Scritto il 24-10-2017 da Ufficio stampa | Categoria: Senza categoria

Il caporalato va combattuto, senza se e senza ma. E’ una forma di sfruttamento intollerabile della manodopera e si traduce anche in concorrenza sleale nei confronti delle aziende serie che rispettano i contratti di lavoro.

Ad un anno dall’approvazione definitiva da parte della Camera dei Deputati della legge di contrasto al caporalato, il Ministero delle politiche agricole ha celebrato la ricorrenza nella Sala Paola Clemente, dedicata alla lavoratrice morta nei campi a luglio 2015, alla presenza dei Ministri Maurizio Martina, Marco Minniti, Andrea Orlando, Giuliano Poletti insieme a Inps, sindacati, organizzazioni agricole e industria alimentare.

“Nell’ultimo anno – ha affermato il Ministro Maurizio Martina – il contrasto al caporalato è stato rafforzato. Lo dicono le decine di indagini aperte e l’aumento dei controlli.  Abbiamo dati positivi anche di crescita del lavoro in agricoltura con +5% degli occupati e +7% dei contributi versati”.

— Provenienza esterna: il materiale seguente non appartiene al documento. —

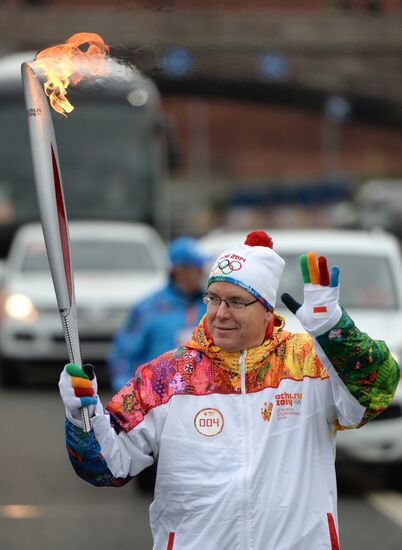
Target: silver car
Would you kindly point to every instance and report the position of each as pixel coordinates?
(114, 265)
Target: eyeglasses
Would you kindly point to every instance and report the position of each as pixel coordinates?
(215, 301)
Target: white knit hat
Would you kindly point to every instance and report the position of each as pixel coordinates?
(254, 266)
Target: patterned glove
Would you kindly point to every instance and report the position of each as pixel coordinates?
(320, 310)
(78, 388)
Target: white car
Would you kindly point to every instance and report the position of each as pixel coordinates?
(371, 292)
(114, 265)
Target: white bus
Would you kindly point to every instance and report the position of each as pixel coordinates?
(113, 151)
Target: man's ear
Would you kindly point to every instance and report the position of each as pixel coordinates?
(270, 326)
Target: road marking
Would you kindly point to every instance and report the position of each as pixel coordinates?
(389, 504)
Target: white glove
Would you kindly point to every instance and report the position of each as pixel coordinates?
(78, 388)
(320, 310)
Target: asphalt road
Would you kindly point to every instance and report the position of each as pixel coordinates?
(44, 506)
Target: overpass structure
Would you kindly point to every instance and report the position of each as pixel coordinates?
(296, 58)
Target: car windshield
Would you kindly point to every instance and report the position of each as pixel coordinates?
(94, 255)
(366, 281)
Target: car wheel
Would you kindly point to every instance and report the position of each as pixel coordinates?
(10, 375)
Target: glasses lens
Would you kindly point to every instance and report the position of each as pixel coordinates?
(234, 304)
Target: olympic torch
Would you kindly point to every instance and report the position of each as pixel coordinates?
(62, 64)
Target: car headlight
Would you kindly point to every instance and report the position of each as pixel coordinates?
(20, 306)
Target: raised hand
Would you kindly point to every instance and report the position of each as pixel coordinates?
(78, 388)
(320, 310)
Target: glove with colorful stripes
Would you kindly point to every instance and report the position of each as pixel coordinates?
(320, 310)
(78, 388)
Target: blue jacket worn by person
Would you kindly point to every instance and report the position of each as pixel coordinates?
(161, 321)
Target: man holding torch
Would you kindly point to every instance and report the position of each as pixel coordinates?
(243, 417)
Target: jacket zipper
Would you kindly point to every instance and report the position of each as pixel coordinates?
(246, 446)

Tutto bene quindi? Non proprio, non solo perché c’ancora molto da fare in Italia, ma perché lo sfruttamento della manodopera anche infantile, in condizioni pericolose per la salute, è praticato in molti Paesi. Ed é una questione che ci riguarda direttamente, in primo luogo perché ha una dimensione morale a cui tutti dovrebbero essere sensibili ed in secondo luogo perché da quei Paesi importiamo molti prodotti che fanno concorrenza sleale ai nostri.

Sugli scaffali dei supermercati di Berlino, Parigi e Copenaghen, ad esempio, stanno guadagnando sempre più spazio le confezioni di riso provenienti da Vietnam, Cambogia e Myanmar. Il rischio –  ma più che il rischio la certezza – è che certi prezzi troppo bassi del riso asiatico siano la conseguenza di un dumping “sociale” derivante dallo sfruttamento della manodopera. Un discorso analogo potrebbe essere fatto per altri prodotti importati non solo da Paesi terzi, ma anche da Paesi intracomunitari, soprattutto dell’Est Europa.

Quando la concorrenza ai nostri prodotti viene fatta non sulla qualità dei prodotti, bensi sullo sfruttamento della manodopera é doveroso adottare strumenti di difesa commerciale, come si dovrebbe fare per il rso, adottando la clausola di salvaguardia. Gli stessi europarlamentari hanno sugerito alla Commissione di imporre dazi più severi sulle merci importate nel caso in cui il Paese terzo esportatore “non disponga di un sufficiente livello di norme sociali” giudicate sulla base delle convenzioni sui diritti del lavoro. Ma L’Europa dovrebbe anche guardare a quel che succede in casa propria.